Joint laxity assessments have been a valuable resource in order to understand the biomechanics and pathologies of the knee. Clinical laxity tests like the Lachman test, Pivot-shift test and Drawer test are, however, subjective of nature and will often only provide basic information of the joint. Stress radiography is another option for assessing knee laxity; however, this method is also limited in terms of quantifiability and one-dimensionality.

This study proposes a novel non-invasive low-dose radiation method to accurately measure knee joint laxity in 3D. A method that combines a force controlled parallel manipulator device, a medical image and a biplanar x-ray system.

As proof-of-concept, a cadaveric knee was CT scanned and subsequently mounted at 30 degrees of flexion in the device and placed inside a biplanar x-ray scanner. Biplanar x-rays were obtained for eleven static load cases.

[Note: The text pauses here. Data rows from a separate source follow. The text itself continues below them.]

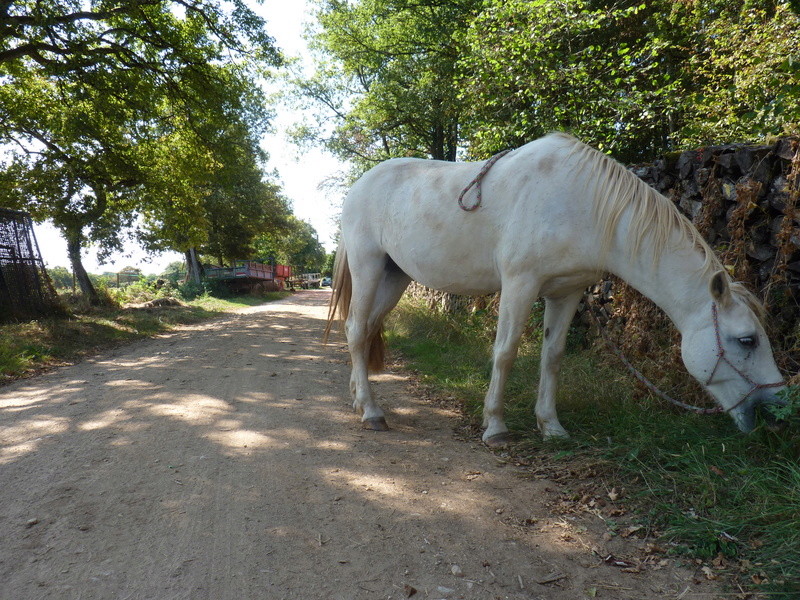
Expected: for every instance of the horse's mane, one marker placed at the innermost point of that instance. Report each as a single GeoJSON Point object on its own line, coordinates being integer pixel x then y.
{"type": "Point", "coordinates": [654, 217]}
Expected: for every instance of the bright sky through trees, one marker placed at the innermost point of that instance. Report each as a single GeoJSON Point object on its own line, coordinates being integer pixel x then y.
{"type": "Point", "coordinates": [299, 173]}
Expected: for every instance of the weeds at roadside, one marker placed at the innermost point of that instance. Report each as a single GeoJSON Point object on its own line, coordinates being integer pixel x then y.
{"type": "Point", "coordinates": [709, 492]}
{"type": "Point", "coordinates": [29, 347]}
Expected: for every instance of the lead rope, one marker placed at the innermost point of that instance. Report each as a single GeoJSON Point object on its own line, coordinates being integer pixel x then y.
{"type": "Point", "coordinates": [720, 358]}
{"type": "Point", "coordinates": [477, 182]}
{"type": "Point", "coordinates": [647, 383]}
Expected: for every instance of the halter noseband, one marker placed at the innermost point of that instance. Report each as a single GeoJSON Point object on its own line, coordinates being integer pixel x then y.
{"type": "Point", "coordinates": [722, 358]}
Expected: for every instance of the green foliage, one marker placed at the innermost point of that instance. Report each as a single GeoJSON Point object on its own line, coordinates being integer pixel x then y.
{"type": "Point", "coordinates": [61, 277]}
{"type": "Point", "coordinates": [633, 78]}
{"type": "Point", "coordinates": [790, 411]}
{"type": "Point", "coordinates": [385, 74]}
{"type": "Point", "coordinates": [692, 479]}
{"type": "Point", "coordinates": [140, 109]}
{"type": "Point", "coordinates": [296, 245]}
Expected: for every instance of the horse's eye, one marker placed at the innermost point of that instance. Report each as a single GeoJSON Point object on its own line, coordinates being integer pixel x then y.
{"type": "Point", "coordinates": [748, 342]}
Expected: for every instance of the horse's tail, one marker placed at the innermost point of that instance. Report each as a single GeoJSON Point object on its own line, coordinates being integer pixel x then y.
{"type": "Point", "coordinates": [340, 306]}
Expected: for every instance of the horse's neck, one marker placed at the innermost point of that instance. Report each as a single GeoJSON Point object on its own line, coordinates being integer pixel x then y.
{"type": "Point", "coordinates": [675, 282]}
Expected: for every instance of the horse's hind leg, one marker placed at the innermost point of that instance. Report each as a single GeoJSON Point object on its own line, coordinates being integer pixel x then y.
{"type": "Point", "coordinates": [376, 291]}
{"type": "Point", "coordinates": [515, 306]}
{"type": "Point", "coordinates": [558, 315]}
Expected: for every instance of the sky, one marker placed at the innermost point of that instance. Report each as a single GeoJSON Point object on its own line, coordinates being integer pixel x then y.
{"type": "Point", "coordinates": [300, 174]}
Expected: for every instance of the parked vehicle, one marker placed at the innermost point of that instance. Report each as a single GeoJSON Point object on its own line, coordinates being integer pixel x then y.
{"type": "Point", "coordinates": [252, 276]}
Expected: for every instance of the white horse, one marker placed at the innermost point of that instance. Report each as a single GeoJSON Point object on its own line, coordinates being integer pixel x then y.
{"type": "Point", "coordinates": [556, 214]}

The preliminary results from this study display that the device is capable of measuring primary knee laxity kinematics similar to what have been reported in previous studies. Additionally, the results also display that the method is capable of capturing coupled motions like internal/external rotation when anteroposterior loads are applied.

We have displayed that the presented method is capable of obtaining knee joint laxity in 3D. The method is combining concepts from robotic arthrometry and stress radiography into one unified solution that potentially enables unprecedented 3D joint laxity measurements non-invasively. The method potentially eliminates limitations present in previous methods and significantly reduces the radiation exposure of the patient compared to conventional stress radiography.